As such, a more holistic view of the tongue and its relationship with its surroundings in speech is required. We seek answers to questions both of basic description (e.g., How often is the tongue in contact with surrounding structures?) and of deeper function (e.g., What is the purpose of such contact?). However, the question of function only makes sense if contact is active and effortful (rather than passive or incidental).
Overview
We test the strong hypothesis that tongue bracing is both pervasive and effortful in speech. This hypothesis generates the predictions that 1) bracing should be maintained (nearly) continuously throughout running speech and 2) bracing is not incidental, but rather achieved and maintained via active muscular control.
1. Pervasiveness of Lateral Bracing
Electropalatography (EPG) uses a false palate with contact-sensitive electrodes. When placed in the mouth during speech, tongue contact with the electrodes is recorded in real time. However, a typical EPG palate (right in the figure below) lacks electrodes on the teeth, and so cannot record lateral bracing. We use the Kay EPG (left in the figure below) in this work to overcome this limitation.

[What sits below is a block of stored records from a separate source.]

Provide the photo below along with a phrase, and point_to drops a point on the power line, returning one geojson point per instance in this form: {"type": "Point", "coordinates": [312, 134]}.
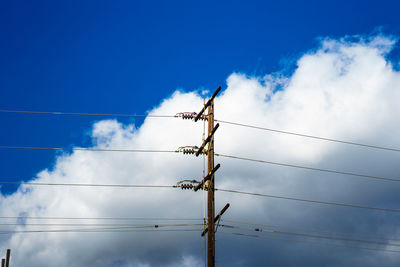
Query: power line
{"type": "Point", "coordinates": [311, 168]}
{"type": "Point", "coordinates": [311, 136]}
{"type": "Point", "coordinates": [309, 201]}
{"type": "Point", "coordinates": [85, 114]}
{"type": "Point", "coordinates": [312, 236]}
{"type": "Point", "coordinates": [99, 231]}
{"type": "Point", "coordinates": [90, 185]}
{"type": "Point", "coordinates": [309, 242]}
{"type": "Point", "coordinates": [129, 225]}
{"type": "Point", "coordinates": [89, 149]}
{"type": "Point", "coordinates": [100, 218]}
{"type": "Point", "coordinates": [314, 230]}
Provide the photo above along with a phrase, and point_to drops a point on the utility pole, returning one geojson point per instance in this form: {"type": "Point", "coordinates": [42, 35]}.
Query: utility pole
{"type": "Point", "coordinates": [6, 262]}
{"type": "Point", "coordinates": [210, 189]}
{"type": "Point", "coordinates": [208, 181]}
{"type": "Point", "coordinates": [8, 258]}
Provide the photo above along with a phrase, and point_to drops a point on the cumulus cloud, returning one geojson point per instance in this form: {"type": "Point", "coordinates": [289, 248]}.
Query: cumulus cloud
{"type": "Point", "coordinates": [345, 89]}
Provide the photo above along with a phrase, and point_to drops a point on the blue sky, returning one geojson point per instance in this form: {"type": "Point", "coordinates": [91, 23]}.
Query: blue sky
{"type": "Point", "coordinates": [126, 57]}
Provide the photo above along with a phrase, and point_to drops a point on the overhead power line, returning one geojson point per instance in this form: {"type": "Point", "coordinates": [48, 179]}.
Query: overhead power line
{"type": "Point", "coordinates": [311, 236]}
{"type": "Point", "coordinates": [85, 114]}
{"type": "Point", "coordinates": [313, 230]}
{"type": "Point", "coordinates": [90, 149]}
{"type": "Point", "coordinates": [311, 136]}
{"type": "Point", "coordinates": [309, 200]}
{"type": "Point", "coordinates": [99, 218]}
{"type": "Point", "coordinates": [90, 185]}
{"type": "Point", "coordinates": [99, 231]}
{"type": "Point", "coordinates": [311, 168]}
{"type": "Point", "coordinates": [310, 242]}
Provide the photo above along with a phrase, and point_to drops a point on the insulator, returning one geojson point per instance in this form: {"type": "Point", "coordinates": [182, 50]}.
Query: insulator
{"type": "Point", "coordinates": [186, 186]}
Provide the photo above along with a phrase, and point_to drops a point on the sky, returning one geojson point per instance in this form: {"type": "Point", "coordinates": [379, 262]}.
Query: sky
{"type": "Point", "coordinates": [324, 69]}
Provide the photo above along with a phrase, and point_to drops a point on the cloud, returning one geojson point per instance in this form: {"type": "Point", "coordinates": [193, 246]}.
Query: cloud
{"type": "Point", "coordinates": [345, 89]}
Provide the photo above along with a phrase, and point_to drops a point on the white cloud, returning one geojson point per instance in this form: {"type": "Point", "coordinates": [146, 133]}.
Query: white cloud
{"type": "Point", "coordinates": [344, 90]}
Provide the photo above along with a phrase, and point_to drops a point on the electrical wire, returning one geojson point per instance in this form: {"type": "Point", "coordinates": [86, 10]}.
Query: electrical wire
{"type": "Point", "coordinates": [85, 114]}
{"type": "Point", "coordinates": [310, 201]}
{"type": "Point", "coordinates": [309, 242]}
{"type": "Point", "coordinates": [98, 231]}
{"type": "Point", "coordinates": [100, 218]}
{"type": "Point", "coordinates": [311, 168]}
{"type": "Point", "coordinates": [313, 230]}
{"type": "Point", "coordinates": [87, 149]}
{"type": "Point", "coordinates": [312, 136]}
{"type": "Point", "coordinates": [98, 224]}
{"type": "Point", "coordinates": [312, 236]}
{"type": "Point", "coordinates": [89, 185]}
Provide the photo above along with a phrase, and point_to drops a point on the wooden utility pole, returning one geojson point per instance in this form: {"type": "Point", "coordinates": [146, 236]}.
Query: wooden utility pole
{"type": "Point", "coordinates": [210, 189]}
{"type": "Point", "coordinates": [8, 258]}
{"type": "Point", "coordinates": [209, 179]}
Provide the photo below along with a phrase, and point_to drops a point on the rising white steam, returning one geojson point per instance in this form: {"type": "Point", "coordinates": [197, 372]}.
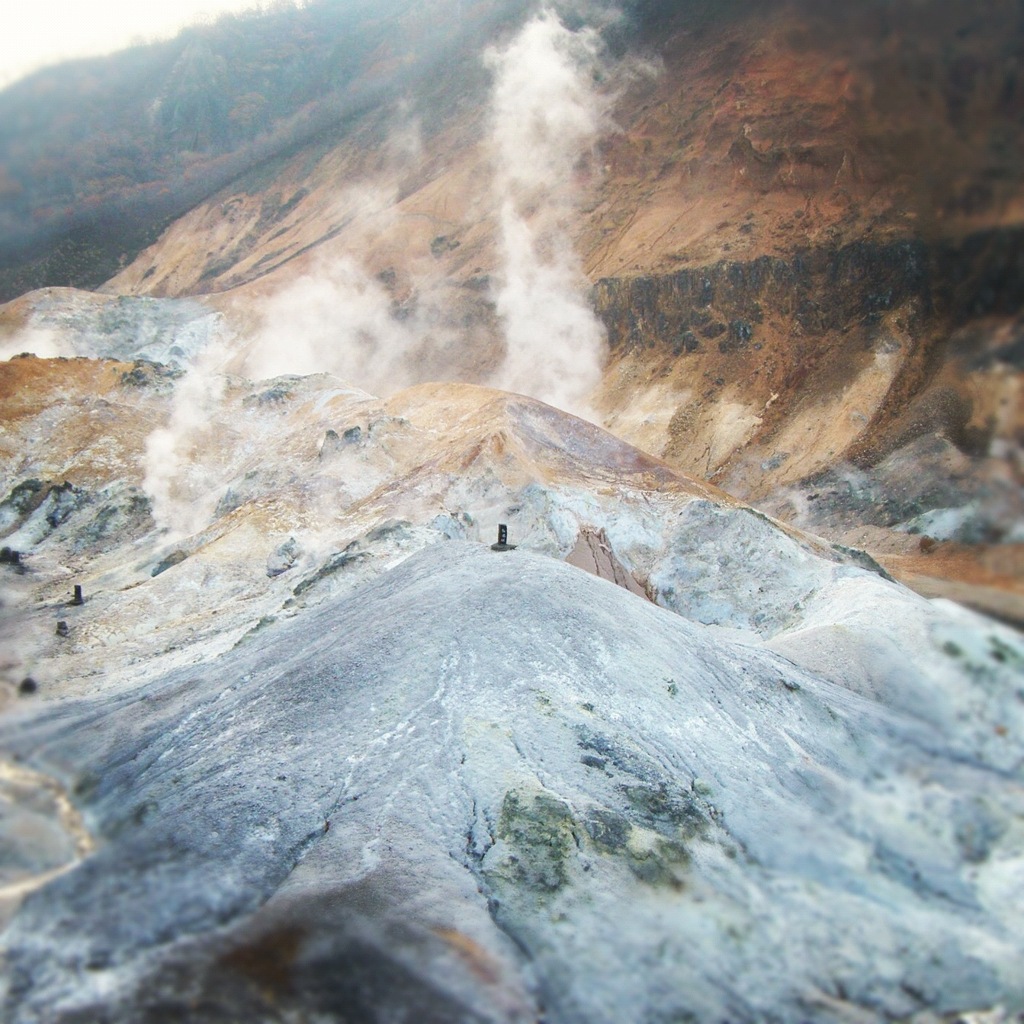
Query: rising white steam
{"type": "Point", "coordinates": [37, 341]}
{"type": "Point", "coordinates": [546, 118]}
{"type": "Point", "coordinates": [336, 321]}
{"type": "Point", "coordinates": [182, 488]}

The Kay EPG produces results as seen in the figure below. Notice that left and right (i.e., lateral teeth) bracing is nearly continuous, whereas coronal (i.e., front teeth) bracing is more sparse.
Despite, the improved contact area of the Kay EPG, we still lack data on soft tissues, such as the pharyngeal structures (back of the throat). As such, during the low vowel /a/ in the word “small” in (d) the figure above, we observe no tongue contact at all.
To overcome this limitation, we conducted 3D biomechanical simulations of the vocal tract using ArtiSynth, an open-source biomechanical simulation toolkit. Our simulations show that a tongue at rest makes no contact with the teeth or palate, but also makes essentially no contact with the back of the throat (left in the figure below). In contrast, during low vowels, such as /a/, the tongue still makes no contact with the teeth or palate, but it does makes contact with the back of the throat (right in the figure below).
As additional evidence of the pervasiveness of lateral bracing, this ultrasound shows that the midline of the tongue moves continuously during speech, whereas the side of the tongue nearly always in a fixed and braced position against the teeth, except during /l/ sounds.
2. Effortfulness of Lateral Bracing
We constructed a virtual EPG that fits onto the palate of our ArtiSynth vocal tract model (see figure below).
Using this virtual EPG, we placed the tip of the tongue in the same position on the simulated palate (top row in the figure below). However, in the left column, the tongue is additionally in contact with the lateral teeth, whereas it is not in contact in the right column.
The braced position requires significantly more activation of the superior longitudinal (SL) muscle, indicating that contact is achieved only through active bracing, which is an effortful process.